With conflicting reports about YouTube access in China tonight, here’s the breakdown from reports to the unfortunately named Herdict (Herd + Verdict, get it? neither did I…) censorship reporting tool:
156 reports from China in the past 26 1/2 hours (March 5 11:30 PM Beijing Time)
125 report YouTube inaccessible
31 report YouTube accessible
Herdict doesn’t yet generate country maps, but the ISP providers usually name the province, and so its not hard to color in a map like the one above. Green means all reports (in every case, only one) said YouTube was accessible, Red means all reports were for inaccessible, and Orange means there are reports of both.

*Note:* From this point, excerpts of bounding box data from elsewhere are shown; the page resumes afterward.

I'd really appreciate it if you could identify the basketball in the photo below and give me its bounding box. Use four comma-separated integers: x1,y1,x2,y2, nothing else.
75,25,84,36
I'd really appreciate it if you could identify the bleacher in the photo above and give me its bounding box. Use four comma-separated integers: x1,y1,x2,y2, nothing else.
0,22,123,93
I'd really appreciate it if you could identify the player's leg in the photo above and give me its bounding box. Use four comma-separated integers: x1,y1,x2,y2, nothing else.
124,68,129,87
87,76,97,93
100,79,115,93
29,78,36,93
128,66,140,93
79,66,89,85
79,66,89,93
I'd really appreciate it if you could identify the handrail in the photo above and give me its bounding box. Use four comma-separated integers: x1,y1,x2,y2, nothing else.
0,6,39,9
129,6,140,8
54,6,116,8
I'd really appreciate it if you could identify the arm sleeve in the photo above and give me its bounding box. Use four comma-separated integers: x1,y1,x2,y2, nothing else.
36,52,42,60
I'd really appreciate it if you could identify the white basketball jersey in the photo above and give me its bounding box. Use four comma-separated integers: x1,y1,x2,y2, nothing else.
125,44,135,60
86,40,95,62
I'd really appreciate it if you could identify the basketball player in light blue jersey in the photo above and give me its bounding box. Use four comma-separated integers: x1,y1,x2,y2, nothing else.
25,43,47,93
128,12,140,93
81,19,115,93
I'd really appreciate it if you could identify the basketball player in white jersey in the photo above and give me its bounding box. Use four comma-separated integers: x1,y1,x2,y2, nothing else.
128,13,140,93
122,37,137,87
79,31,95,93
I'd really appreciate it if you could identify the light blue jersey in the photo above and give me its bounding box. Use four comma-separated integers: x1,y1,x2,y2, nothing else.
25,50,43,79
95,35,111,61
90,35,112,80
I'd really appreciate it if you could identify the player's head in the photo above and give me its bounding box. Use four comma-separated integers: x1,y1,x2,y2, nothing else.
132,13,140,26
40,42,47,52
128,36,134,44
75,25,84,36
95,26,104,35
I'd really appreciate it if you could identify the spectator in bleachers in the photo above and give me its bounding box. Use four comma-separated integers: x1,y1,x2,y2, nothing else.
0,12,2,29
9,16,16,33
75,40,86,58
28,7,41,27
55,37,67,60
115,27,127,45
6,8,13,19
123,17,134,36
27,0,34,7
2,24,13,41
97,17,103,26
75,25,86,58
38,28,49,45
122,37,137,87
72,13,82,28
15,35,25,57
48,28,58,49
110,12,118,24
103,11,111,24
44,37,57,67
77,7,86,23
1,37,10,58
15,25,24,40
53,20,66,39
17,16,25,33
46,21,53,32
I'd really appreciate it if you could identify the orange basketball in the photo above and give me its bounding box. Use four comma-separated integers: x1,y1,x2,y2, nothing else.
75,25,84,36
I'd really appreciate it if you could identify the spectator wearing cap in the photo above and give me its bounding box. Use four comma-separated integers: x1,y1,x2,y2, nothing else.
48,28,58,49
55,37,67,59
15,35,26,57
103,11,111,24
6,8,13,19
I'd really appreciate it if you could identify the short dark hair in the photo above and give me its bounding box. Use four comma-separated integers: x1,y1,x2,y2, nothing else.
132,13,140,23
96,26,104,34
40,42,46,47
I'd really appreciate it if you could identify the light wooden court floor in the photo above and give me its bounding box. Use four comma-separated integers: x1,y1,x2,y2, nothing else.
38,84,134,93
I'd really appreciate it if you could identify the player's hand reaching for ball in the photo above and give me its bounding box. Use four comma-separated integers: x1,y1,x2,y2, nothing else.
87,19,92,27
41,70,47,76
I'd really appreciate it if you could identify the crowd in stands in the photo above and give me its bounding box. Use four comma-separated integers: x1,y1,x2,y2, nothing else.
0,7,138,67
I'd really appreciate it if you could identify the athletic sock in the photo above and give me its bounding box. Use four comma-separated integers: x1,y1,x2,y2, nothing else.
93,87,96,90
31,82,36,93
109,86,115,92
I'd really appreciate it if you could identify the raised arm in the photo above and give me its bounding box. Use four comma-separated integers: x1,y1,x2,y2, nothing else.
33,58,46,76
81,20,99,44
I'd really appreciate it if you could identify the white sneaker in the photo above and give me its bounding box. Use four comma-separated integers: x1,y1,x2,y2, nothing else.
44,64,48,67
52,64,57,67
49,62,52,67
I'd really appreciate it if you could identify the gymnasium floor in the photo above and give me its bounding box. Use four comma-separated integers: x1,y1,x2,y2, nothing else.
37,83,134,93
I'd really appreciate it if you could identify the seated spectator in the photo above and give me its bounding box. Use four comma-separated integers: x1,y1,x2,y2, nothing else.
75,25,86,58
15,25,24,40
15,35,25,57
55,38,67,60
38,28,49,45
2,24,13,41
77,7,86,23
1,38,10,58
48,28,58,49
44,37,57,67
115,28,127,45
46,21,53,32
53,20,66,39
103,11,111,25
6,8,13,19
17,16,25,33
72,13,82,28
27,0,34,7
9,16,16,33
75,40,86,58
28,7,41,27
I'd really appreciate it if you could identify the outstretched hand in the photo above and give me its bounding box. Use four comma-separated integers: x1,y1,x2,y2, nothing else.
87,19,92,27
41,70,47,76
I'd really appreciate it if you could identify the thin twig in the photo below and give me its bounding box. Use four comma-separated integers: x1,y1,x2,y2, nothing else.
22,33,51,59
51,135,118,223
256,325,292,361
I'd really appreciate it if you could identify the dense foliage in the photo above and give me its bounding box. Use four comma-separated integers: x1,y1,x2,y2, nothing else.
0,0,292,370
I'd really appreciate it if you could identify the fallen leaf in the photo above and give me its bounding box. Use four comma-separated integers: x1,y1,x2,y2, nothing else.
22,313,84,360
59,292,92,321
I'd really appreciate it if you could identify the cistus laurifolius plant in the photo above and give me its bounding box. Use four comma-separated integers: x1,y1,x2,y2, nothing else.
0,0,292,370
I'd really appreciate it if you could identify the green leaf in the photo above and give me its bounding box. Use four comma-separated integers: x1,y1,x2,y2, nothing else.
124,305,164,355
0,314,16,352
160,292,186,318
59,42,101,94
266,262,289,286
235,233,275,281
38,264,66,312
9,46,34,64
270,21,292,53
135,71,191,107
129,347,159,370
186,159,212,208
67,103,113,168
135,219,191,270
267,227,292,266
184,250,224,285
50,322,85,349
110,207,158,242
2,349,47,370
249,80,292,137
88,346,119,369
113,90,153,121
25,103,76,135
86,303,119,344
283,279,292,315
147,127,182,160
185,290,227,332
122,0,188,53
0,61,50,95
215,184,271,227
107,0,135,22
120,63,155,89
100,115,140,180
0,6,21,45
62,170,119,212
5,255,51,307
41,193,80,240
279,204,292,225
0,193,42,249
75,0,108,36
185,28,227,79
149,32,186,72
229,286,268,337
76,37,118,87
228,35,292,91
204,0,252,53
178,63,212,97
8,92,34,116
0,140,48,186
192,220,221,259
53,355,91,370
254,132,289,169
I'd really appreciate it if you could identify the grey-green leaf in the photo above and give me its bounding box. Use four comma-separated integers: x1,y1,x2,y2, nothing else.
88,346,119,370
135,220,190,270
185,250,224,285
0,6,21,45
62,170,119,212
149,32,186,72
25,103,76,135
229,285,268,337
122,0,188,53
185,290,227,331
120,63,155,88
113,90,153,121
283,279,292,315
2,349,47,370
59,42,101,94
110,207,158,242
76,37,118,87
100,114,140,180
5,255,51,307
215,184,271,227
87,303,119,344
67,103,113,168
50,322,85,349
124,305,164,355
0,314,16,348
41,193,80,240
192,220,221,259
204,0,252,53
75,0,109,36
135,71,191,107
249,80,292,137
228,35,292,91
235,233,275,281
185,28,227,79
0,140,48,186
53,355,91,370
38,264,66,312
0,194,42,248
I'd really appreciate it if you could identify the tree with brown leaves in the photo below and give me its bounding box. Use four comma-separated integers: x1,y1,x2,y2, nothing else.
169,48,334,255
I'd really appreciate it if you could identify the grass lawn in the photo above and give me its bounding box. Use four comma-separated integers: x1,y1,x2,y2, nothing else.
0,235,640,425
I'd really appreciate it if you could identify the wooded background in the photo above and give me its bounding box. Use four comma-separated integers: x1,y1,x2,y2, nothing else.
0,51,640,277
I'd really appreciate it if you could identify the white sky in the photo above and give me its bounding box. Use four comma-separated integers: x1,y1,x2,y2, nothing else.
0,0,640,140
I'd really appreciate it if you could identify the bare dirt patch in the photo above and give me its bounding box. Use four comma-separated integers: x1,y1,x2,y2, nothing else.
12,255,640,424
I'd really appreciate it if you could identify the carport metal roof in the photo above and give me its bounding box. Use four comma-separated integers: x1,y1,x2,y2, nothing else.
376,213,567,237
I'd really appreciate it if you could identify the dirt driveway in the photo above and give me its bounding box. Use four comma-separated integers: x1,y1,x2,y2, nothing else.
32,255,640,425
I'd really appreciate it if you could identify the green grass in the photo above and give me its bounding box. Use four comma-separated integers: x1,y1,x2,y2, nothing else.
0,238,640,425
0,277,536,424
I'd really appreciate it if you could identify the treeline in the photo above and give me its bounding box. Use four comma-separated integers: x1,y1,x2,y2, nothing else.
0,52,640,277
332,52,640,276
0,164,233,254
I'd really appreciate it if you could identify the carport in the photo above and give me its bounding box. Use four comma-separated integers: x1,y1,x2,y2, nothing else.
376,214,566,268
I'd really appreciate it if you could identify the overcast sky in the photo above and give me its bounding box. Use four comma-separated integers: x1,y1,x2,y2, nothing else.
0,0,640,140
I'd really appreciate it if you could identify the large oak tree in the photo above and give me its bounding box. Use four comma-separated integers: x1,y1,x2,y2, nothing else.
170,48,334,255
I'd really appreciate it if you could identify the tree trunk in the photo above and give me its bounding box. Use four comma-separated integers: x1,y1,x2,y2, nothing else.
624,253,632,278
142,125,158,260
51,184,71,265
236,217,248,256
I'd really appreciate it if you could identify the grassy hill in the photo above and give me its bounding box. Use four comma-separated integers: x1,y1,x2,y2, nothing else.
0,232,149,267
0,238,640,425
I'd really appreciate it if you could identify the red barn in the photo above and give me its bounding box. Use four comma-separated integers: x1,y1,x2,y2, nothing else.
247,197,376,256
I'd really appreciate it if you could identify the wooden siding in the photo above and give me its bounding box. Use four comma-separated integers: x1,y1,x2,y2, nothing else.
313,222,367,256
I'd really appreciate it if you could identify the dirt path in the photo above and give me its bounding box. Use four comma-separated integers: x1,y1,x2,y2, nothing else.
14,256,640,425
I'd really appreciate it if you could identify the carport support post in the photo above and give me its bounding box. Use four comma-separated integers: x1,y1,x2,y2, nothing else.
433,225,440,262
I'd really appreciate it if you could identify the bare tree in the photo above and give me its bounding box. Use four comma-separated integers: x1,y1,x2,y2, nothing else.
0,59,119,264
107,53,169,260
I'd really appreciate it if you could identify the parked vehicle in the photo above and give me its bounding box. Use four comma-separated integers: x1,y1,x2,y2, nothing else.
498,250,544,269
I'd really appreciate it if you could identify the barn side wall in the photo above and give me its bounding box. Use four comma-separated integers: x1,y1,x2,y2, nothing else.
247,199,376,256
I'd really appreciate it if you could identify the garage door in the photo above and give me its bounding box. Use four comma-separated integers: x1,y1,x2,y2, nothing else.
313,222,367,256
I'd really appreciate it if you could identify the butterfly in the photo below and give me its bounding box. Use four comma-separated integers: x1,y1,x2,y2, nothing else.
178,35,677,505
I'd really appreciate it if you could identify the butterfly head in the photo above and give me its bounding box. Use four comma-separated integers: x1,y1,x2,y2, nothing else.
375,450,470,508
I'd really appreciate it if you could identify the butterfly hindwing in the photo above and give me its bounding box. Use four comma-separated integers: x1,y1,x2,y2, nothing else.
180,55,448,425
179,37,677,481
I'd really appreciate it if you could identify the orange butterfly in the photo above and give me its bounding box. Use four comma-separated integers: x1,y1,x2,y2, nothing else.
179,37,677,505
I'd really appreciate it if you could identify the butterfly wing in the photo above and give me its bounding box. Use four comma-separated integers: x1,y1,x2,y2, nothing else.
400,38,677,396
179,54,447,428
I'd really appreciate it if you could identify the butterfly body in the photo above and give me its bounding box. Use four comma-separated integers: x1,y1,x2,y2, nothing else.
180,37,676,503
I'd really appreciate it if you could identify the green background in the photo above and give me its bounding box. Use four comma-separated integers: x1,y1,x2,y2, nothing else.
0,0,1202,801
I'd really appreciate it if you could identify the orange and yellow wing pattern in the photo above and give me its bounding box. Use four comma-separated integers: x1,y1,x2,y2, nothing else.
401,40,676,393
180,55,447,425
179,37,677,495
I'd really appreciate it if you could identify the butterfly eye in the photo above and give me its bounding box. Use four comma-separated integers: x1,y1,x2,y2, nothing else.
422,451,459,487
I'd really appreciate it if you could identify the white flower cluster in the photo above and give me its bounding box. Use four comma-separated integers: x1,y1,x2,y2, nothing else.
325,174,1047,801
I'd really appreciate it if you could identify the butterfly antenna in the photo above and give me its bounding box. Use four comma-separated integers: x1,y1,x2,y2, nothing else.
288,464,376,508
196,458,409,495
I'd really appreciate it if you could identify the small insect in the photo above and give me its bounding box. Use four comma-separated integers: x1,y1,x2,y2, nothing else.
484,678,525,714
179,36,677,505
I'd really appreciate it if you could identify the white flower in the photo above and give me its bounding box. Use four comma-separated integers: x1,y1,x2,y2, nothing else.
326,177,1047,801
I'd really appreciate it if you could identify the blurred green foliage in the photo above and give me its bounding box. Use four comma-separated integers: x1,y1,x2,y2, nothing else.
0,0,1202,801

Not accessible today in Hainan Province.
Very cool use of reports from Herdict Web!–In off chance that you hand scraped the reports off that youtube.com/China report page, wanted to point out the download link in the lower left-hand corner: you can grab a csv file of all the data from there; this will be extra handy for visualizations and analysis when, in time, the report pages have grown more.
@Seth: Awesome! I didn’t see that csv option. Gonna need that if this continues for a while, I’ve pretty much reached my limit for manual counting.
Youtube.com blocked here on Zhejiang University of Technology in Hangzhou, China
Shanghai, Youtube inaccessible both from iPhone and computer.
The map shows Guangxi as being OK. No, it isn’t. I’ve checked with friends all over Guangxi – no one can get in.
It’s inaccessible in Xi’an and Wenzhou.
I remember reports before the Olympics games (and since, by friends) that international Hotels were not censored the same way; I don’t know if you can sort commercial users from the others (or maybe split by Herdict accounts that usually are connected from outside China). You might want to detail your coastal data this way.